You have some external, deterministic model that predicts force based on pCa and a set of hyperparameters, so let’s say a function \text{expected_force}(p_{\text{Ca}}; \theta_1,\dots \theta_n). You also have measurements \text{force}^{(i)} for corresponding values p_{Ca}^{(i)}, and you would like to get posterior samples for the parameters \theta_1,\dots,\theta_n. But evaluating the \text{expected_force} function is slow, so that you have trouble to just sample the posterior directly.

The idea is to fit a neural network or a GP to predict the function \text{expected_force}? So this surrogate model would take n + 1 inputs (n values for \theta and the calcium concentration), and return one output (the expected force). To train it you would take some parameter and p_\text{Ca} values, evaluate your expensive function, and fit the GP or neural network on this data, to find an approximation \text{expected_force}^*. You can then plug this faster function into the actual model to sample the posterior for the parameters.

Is that the general idea, or did I misunderstand something? Assuming this is correct, here are a couple of thoughts, but take them with a grain of salt…

  • My first instinct for a surrogate model would probably be a neural network, probably not a GP. GPs can work in ~20 dimensional space, but they depend a lot on a consistent and meaningful sense of distance in the space where they are defined. So you would want to expect about equal changes in the output of the function if you change any of the parameters by the same amount, or the lengthscale doesn’t really make much sense. I think that is rarely the case unless you take great care to rescale appropriately. I think there are also a couple of other options:
  • I don’t necessarily see a good reason to fit this surrogate model with PyMC. Do you really need the uncertainty of the surrogate model? I can think of uses for this, but is it worth the cost? And if you fit a GP with PyMC it is not completely trivial (or cheap) to compute expected values at new locations, which you need to do the uncertainty quantification for the parameters. Using a library that is made for surrogate modeling or just hand writing something with jax/equinox might be easier. You can still integrate the resulting function into a pymc model later with pytensor.wrap_jax or pytensor.wrap_py. There are also more options, like XGBoost, random forests, Chaos Polynomial Expansion etc…
  • A big problem in surrogate modeling is knowing where in the input space you want to train the surrogate model. Since you typically don’t really know where the posterior is (or why would you want to run this model otherwise?) how do you choose the training input data? If you are unlucky, you might end up in a loop, where you have some training data, fit the model with it, only to repeatetly discover that the surrogate model isn’t very good where the sampler ended up. I don’t think it is obvious why first training a surrogate model and then sampling necessarily need fewer full model evaluations rather than just sampling normally in the first place. Not that it can’t be better, but it doesn’t have to be so. It is usually easier to parallelize compared to sampling though.
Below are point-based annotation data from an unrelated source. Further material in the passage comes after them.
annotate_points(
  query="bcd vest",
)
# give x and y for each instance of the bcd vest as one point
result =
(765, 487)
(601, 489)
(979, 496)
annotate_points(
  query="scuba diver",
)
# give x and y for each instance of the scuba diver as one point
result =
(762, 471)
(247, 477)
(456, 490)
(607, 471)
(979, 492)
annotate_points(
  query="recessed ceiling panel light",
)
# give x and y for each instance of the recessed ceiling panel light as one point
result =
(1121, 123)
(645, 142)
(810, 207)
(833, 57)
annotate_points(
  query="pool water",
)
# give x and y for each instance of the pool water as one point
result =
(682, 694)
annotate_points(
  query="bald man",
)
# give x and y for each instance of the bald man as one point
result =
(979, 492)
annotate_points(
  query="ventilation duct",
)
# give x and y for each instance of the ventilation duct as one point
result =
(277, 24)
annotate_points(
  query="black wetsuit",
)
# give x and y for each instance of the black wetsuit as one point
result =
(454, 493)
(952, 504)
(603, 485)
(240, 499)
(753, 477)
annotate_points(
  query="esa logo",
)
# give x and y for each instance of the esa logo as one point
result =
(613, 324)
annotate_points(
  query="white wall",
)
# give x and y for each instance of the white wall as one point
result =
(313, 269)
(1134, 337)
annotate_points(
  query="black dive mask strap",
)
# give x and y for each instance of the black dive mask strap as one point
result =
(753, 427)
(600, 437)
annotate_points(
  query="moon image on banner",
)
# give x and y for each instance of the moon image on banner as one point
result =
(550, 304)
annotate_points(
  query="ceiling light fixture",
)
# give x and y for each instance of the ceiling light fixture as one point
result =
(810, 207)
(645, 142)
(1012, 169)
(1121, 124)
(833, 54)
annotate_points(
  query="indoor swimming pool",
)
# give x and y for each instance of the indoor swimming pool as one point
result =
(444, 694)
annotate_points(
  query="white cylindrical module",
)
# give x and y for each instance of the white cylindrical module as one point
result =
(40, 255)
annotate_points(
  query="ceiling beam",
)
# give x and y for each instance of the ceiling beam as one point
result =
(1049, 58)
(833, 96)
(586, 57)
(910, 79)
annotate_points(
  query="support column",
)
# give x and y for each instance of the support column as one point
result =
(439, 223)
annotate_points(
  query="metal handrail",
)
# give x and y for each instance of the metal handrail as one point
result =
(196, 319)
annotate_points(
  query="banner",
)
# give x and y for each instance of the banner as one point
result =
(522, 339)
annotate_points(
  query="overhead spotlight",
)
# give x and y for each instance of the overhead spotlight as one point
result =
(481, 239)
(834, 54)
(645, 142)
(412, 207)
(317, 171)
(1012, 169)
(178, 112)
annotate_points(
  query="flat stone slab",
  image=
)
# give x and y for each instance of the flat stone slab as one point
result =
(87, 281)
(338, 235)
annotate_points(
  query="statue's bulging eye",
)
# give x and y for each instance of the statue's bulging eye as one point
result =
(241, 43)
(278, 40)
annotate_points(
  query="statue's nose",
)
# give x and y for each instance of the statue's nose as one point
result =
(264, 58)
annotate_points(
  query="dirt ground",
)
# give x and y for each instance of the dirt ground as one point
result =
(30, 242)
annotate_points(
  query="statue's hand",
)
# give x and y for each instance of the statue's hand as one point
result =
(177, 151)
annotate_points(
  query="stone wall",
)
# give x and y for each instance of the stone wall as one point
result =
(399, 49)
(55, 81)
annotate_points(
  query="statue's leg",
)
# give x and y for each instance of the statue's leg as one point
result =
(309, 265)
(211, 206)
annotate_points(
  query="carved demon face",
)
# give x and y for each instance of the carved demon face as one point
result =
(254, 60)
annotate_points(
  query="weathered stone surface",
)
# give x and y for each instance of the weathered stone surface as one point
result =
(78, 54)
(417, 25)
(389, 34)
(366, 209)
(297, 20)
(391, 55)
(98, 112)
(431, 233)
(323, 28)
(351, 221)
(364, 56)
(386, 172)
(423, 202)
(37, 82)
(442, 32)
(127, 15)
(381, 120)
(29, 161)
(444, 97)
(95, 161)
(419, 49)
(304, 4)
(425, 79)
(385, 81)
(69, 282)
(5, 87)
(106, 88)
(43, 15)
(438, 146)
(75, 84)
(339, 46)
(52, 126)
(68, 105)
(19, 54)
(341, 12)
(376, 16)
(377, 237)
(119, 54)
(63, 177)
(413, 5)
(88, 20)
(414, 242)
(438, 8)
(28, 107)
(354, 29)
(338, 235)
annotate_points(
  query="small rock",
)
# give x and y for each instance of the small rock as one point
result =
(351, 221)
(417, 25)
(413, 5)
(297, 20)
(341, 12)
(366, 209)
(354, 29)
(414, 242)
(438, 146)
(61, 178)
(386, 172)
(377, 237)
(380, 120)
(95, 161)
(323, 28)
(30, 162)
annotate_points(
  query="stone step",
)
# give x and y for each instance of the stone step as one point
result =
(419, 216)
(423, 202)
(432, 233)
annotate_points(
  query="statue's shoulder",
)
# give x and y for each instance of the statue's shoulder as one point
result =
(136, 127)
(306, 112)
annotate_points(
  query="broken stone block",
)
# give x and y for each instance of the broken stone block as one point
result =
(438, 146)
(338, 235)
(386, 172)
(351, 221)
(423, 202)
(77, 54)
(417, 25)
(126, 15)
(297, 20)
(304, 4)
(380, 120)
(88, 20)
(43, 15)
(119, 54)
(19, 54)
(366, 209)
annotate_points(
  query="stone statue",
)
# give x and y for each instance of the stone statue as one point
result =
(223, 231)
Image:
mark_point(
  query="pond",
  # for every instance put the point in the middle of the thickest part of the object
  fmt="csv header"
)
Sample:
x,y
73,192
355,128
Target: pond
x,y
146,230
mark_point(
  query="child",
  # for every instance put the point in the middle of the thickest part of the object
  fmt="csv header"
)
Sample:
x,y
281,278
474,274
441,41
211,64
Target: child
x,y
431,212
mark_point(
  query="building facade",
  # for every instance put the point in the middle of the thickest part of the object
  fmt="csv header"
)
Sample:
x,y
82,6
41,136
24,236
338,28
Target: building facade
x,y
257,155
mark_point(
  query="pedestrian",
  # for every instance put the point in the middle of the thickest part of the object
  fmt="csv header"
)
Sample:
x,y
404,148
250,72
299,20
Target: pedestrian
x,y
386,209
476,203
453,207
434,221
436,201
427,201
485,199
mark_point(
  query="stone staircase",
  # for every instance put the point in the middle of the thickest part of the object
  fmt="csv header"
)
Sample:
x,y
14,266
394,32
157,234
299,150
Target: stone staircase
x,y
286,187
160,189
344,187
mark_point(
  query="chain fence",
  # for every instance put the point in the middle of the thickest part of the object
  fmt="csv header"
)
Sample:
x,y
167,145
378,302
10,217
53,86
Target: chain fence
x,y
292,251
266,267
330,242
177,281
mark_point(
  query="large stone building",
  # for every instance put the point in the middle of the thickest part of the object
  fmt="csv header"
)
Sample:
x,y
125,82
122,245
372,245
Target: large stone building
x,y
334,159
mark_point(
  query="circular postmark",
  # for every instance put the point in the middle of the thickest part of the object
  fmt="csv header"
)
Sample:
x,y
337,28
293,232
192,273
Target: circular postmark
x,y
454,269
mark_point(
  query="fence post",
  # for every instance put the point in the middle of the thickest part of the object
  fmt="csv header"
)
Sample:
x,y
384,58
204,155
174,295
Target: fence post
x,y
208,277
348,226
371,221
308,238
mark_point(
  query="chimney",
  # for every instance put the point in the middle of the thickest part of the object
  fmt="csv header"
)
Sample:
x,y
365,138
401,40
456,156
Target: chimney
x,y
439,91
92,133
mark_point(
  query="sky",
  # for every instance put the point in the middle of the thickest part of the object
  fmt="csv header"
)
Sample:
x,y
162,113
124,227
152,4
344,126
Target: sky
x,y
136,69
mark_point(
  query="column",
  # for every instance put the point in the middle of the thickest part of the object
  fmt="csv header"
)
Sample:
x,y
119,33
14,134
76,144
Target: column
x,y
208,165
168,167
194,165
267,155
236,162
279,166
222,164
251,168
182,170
Sampling with surrogate models is cool, but I think it quickly turns into more of a research project about sampling and function approximation. I don’t think it is a well developed standard method just yet. Before I’d go there, I’d first make sure that just sampling like usual really doesn’t work. How slow is your model function? With that few parameters even gradient-free methods might still have a good chance of working, and SMC or some other population sampler might still work (and those can run in parallel quite well).